Этот звук всегда был мил его сердцу.
Горючка стала растекаться по поверхности экипажа.
Смок проследил, как ее ручейки, высветленные скупыми лучами солнца, текут по направлению к мертвому вознице, переливаются через его тело, добираются до лица и заливают нос. Смок переместился чуть выше и принялся лить горючку из правой голени на сломанное заднее левое колесо экипажа.
– Помогите! Я здесь!

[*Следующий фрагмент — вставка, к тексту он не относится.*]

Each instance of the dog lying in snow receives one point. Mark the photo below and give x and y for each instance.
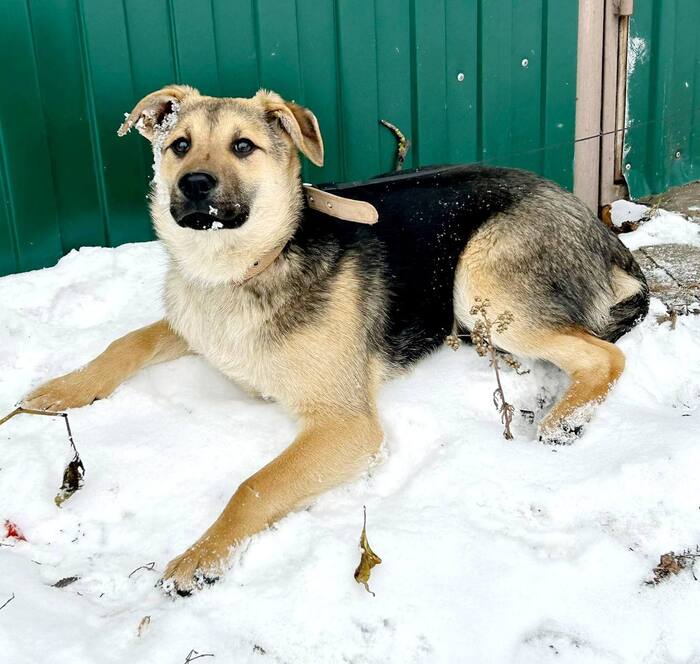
(290, 301)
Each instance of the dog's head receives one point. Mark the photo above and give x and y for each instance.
(226, 185)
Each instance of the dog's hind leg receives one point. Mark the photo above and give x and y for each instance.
(332, 447)
(121, 360)
(593, 365)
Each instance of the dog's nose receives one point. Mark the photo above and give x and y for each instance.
(196, 186)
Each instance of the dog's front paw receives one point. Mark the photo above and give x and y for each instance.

Помогите!
Окровавленная ладонь билась и билась в стекло.
Горючка параллельными ручейками стекала по ободу колеса и капала на землю.
– Что это? – закричала женщина. – Это что, горючее? Я чувствую запах…
Смок отпустил петли, прятавшиеся в его карманах, и услышал щелчки – клапаны закрылись. Передвигаясь с предельной осторожностью, он добрался до края корпуса экипажа, прикинул расстояние до земли.
– Помогите! Я здесь, внутри! Вы что, меня не слышите?
Смок закрыл глаза, задержал дыхание и сверзился вниз.
Когда он приземлился, кончики его культей взорвались болью, попутно послав ее в позвоночник. Горючка Смок взвыл. Попытался сдержать крик, но не смог.
Превозмогая боль и чувствуя, как капли крови, выбитые из культей, стекают по олову протезов, заковылял на негнущихся ногах в северном направлении. Изо рта его потекли звуки новой песни.
Чирк – и вспышка.
Смок швырнул спичку через плечо.
Раздалось шипение и –
Позади столб огня взлетел к верхушкам деревьев, и Смок знал, что костер получился на славу. И он похромал на север, к тамошним безумным городам, как один запечатленным в его памяти – в деталях, словно на самой точной карте: со всеми их борделями, сапожными мастерскими и кирпичными домами, торчащими на аллеях и улицах. И он действительно словно странствовал по листу бумаги, по настоящей карте, или по карточкам, которые Эдвард Банни держал в кармане своего серого пальто, когда, выйдя на Большую дорогу, охотился за местными преступниками. И, слыша крики, треск и шипение позади, Смок представлял, что это не огонь пожирает дорогое дерево экипажа, не погибающая вопит в последних усилиях выбраться из смертельной ловушки, не кожа ее вздувается и лопается от жара, а сам он оставляет отпечатки ног на тех картах, которые в разное время видел в кабинетах разных шерифов окрестных городов.
Из того же кармана, где он держал спички, Горючка Смок извлек сложенный листок бумаги и прочел написанное на нем имя.
ДЖЕЙМС МОКСИ
Присвистнул, так что его свист слился со звуками пылавшего позади костра.
Мокси был самой значительной фигурой из всех, ради которых Смока когда-либо нанимали.
И до этого легендарного человека было рукой подать.
Горючка Смок ковылял вперед и вперед. Жечь по заказу было способом существования. А жечь ради собственного удовольствия было самой жизнью.
Кэрол в коме
Имя
Не оставалось никаких сомнений в том, что Дуайт желал и желает ее смерти. И хотя Кэрол в отчаянии пыталась убедить себя в том, что никаких знаков, подтверждающих это, она раньше не видела, что Дуайт никоим образом не давал ей понять, как он несчастлив в браке, она вынуждена была признать, что дело обстоит именно так.
Открывшееся Кэрол знание сделало еще черней ночь, сквозь которую она продолжала падать. А импульс страха, пронзивший ее, был подобен неукротимой голубой молнии. Никогда она не бывала так напугана – даже в свои восемь лет, когда ей, не понимающей ничего, пришлось впервые пережить состояние комы.
И никогда прежде она не бывала так одинока.